Friday, December 8, 2017

And I'm About To Break

The best thing about having a blog is you can write about whatever you feel whenever you feel it. This week has been soul crushing for me and I need to get it out. Hopefully, my meltdown can help someone else nearing the point I was at.

My 18 mile run was rough. I did really well for 15 miles then the last three fell apart. Just like what happened in the Pittsburgh Marathon in May. What is it about this distance? What am I not doing right? I have put way too much time and effort in to this training for it all to come crashing down so close to the race.

I didn't run Monday. I went to barre - which was not my brightest idea. Tuesday some strange cold front came through and I ended up with a wicked headache. Plus, running in the rain in December sounded terrible.

Then Wednesday came. I went to barre in the morning. Packed my bag of running clothes and went along my way. As I was programming my watch with my track workout it happened. The thought of running was giving me incredible anxiety. I thought I was going to cry, like burst in to tears.

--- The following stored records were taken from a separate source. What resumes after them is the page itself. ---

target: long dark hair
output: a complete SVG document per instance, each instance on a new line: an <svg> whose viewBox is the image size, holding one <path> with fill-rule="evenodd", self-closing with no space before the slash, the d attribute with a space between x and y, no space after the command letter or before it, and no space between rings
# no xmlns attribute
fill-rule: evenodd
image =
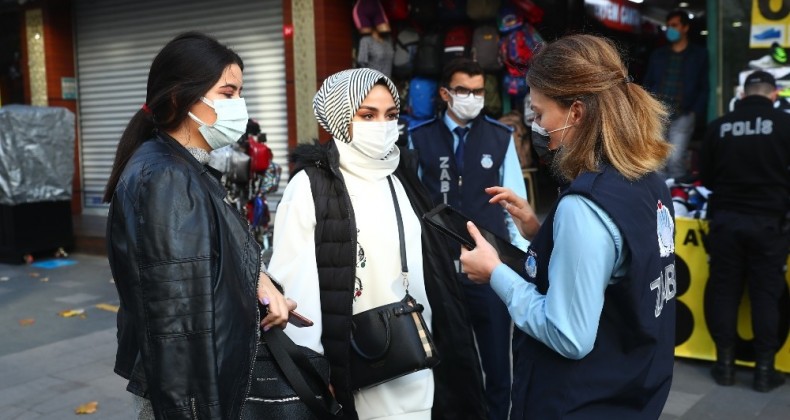
<svg viewBox="0 0 790 420"><path fill-rule="evenodd" d="M134 151L156 130L178 128L187 118L190 106L217 83L231 64L244 70L238 54L200 32L180 34L159 51L148 72L147 109L138 110L121 135L104 202L112 200L118 179Z"/></svg>

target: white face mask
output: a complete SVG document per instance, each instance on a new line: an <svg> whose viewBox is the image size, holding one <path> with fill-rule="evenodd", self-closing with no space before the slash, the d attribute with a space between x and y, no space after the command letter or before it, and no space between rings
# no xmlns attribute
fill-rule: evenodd
<svg viewBox="0 0 790 420"><path fill-rule="evenodd" d="M352 124L349 144L371 159L384 159L398 141L397 121L354 121Z"/></svg>
<svg viewBox="0 0 790 420"><path fill-rule="evenodd" d="M450 109L456 117L469 121L480 115L485 104L485 98L482 96L469 95L465 98L450 92L450 97L453 98L449 104Z"/></svg>
<svg viewBox="0 0 790 420"><path fill-rule="evenodd" d="M206 139L212 149L231 145L237 142L241 136L247 132L247 103L244 98L217 99L211 101L205 97L200 98L203 103L214 109L217 113L217 121L208 125L189 113L189 117L195 120L200 127L198 131Z"/></svg>

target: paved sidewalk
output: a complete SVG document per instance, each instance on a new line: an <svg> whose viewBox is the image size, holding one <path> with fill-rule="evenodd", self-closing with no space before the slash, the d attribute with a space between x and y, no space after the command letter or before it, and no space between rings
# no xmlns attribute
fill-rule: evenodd
<svg viewBox="0 0 790 420"><path fill-rule="evenodd" d="M132 420L126 383L112 371L115 314L95 306L118 304L107 260L70 259L77 264L53 269L0 264L0 420ZM84 309L85 317L57 315L69 309ZM735 386L719 387L709 368L676 360L661 420L790 418L790 386L754 392L751 369L740 368ZM94 414L74 414L91 401L99 403Z"/></svg>

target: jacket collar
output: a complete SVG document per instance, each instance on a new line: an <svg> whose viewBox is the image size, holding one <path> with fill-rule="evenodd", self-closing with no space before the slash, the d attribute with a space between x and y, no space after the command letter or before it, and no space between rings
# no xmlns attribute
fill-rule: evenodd
<svg viewBox="0 0 790 420"><path fill-rule="evenodd" d="M211 179L211 182L208 184L212 188L212 192L217 194L220 199L224 199L226 195L225 188L220 183L222 178L222 174L214 168L209 167L208 165L203 165L192 156L192 153L189 153L184 146L181 145L176 139L168 135L167 133L157 130L156 132L156 139L164 144L170 151L173 152L173 155L181 158L181 160L186 164L192 167L195 171L197 171L200 175L206 175Z"/></svg>
<svg viewBox="0 0 790 420"><path fill-rule="evenodd" d="M751 106L773 108L774 104L771 102L770 98L766 98L762 95L749 95L735 103L735 109Z"/></svg>

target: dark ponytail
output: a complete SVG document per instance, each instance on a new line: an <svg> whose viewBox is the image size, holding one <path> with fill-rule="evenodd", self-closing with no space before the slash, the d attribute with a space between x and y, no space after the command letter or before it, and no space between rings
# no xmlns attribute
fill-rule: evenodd
<svg viewBox="0 0 790 420"><path fill-rule="evenodd" d="M178 128L192 104L217 83L231 64L244 70L238 54L200 32L178 35L159 51L148 72L145 105L129 120L118 142L104 202L112 200L126 163L137 148L156 130Z"/></svg>

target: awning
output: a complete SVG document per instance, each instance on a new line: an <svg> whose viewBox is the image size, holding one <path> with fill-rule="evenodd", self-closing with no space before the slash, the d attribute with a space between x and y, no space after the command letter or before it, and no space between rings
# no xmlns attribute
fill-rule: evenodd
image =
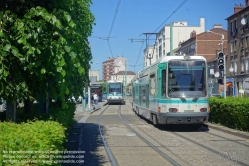
<svg viewBox="0 0 249 166"><path fill-rule="evenodd" d="M232 84L231 82L227 82L227 83L226 83L226 86L229 86L229 85L231 85L231 84Z"/></svg>

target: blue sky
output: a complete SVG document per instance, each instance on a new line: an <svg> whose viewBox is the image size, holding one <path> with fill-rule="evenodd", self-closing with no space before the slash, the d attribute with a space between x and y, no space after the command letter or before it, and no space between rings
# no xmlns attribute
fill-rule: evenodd
<svg viewBox="0 0 249 166"><path fill-rule="evenodd" d="M212 29L214 24L222 24L227 29L225 19L233 14L235 4L245 6L245 0L121 0L116 10L118 2L92 0L90 8L96 25L89 42L92 61L98 62L91 69L100 69L100 79L102 62L107 57L124 56L130 71L134 71L134 66L130 65L137 64L135 72L143 68L146 44L141 42L145 39L142 33L158 32L163 25L173 21L187 21L188 26L199 26L201 17L205 18L205 30ZM131 38L138 40L131 42ZM149 44L153 43L150 41Z"/></svg>

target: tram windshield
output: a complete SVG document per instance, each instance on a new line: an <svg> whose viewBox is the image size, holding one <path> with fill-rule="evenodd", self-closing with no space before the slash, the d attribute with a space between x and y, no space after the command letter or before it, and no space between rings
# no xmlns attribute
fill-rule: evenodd
<svg viewBox="0 0 249 166"><path fill-rule="evenodd" d="M204 61L170 61L168 65L169 97L206 96L206 65Z"/></svg>
<svg viewBox="0 0 249 166"><path fill-rule="evenodd" d="M122 93L122 86L120 83L112 83L109 85L109 93L120 94Z"/></svg>

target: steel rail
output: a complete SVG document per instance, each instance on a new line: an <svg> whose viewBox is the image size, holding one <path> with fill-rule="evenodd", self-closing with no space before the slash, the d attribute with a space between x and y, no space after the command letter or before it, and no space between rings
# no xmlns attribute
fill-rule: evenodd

What is happened?! I have done this before! It would be totally different if I hadn't done this before, let alone six other times! I am four weeks from running a marathon and the thought of running is bringing me to tears.

I posted something on Twitter looking for something. Anything. I was very grateful that Kelsey texted me. She told me to reach out to Kristen. Of course! Why wouldn't I have thought of that. Ask the person who wrote my plan!

We worked out a plan. I'm cutting a workout this week to hopefully take some of the edge off. It is a cutback week so it's nothing crazy. Seriously guys, if you don't work with a coach, you need to. Even for the little bit of a boost. Kristen also told me to reach out to my other friend Kristin and ask how four weeks out from the marathon treated her.

Yep, just what you expected, hot mess.

So what am I getting at? I AM HUMAN! We are all human! We have bad days, heck even bad weeks. I need to give myself some credit sometimes and celebrate the small victories. My splits have been dropping. I finished my 2017 mileage goal with five weeks to spare. I ran 18 miles last week even when I wanted to stop.

Most of all, I have finished six marathons! I am a marathoner. While this is my last attempt at a time goal for a marathon, no one can take away the fact that I am a marathoner.

This training has been so much more than miles. It has been finding myself again. Showing myself that when you might be at your lowest, you can accomplish amazing things. Mostly, it's for Carrie and those who would love to be able to do what has been stressing me out. I need to spend the next month embracing the journey again and focus on what is really important.

What has been your breaking point? How did you get out of it.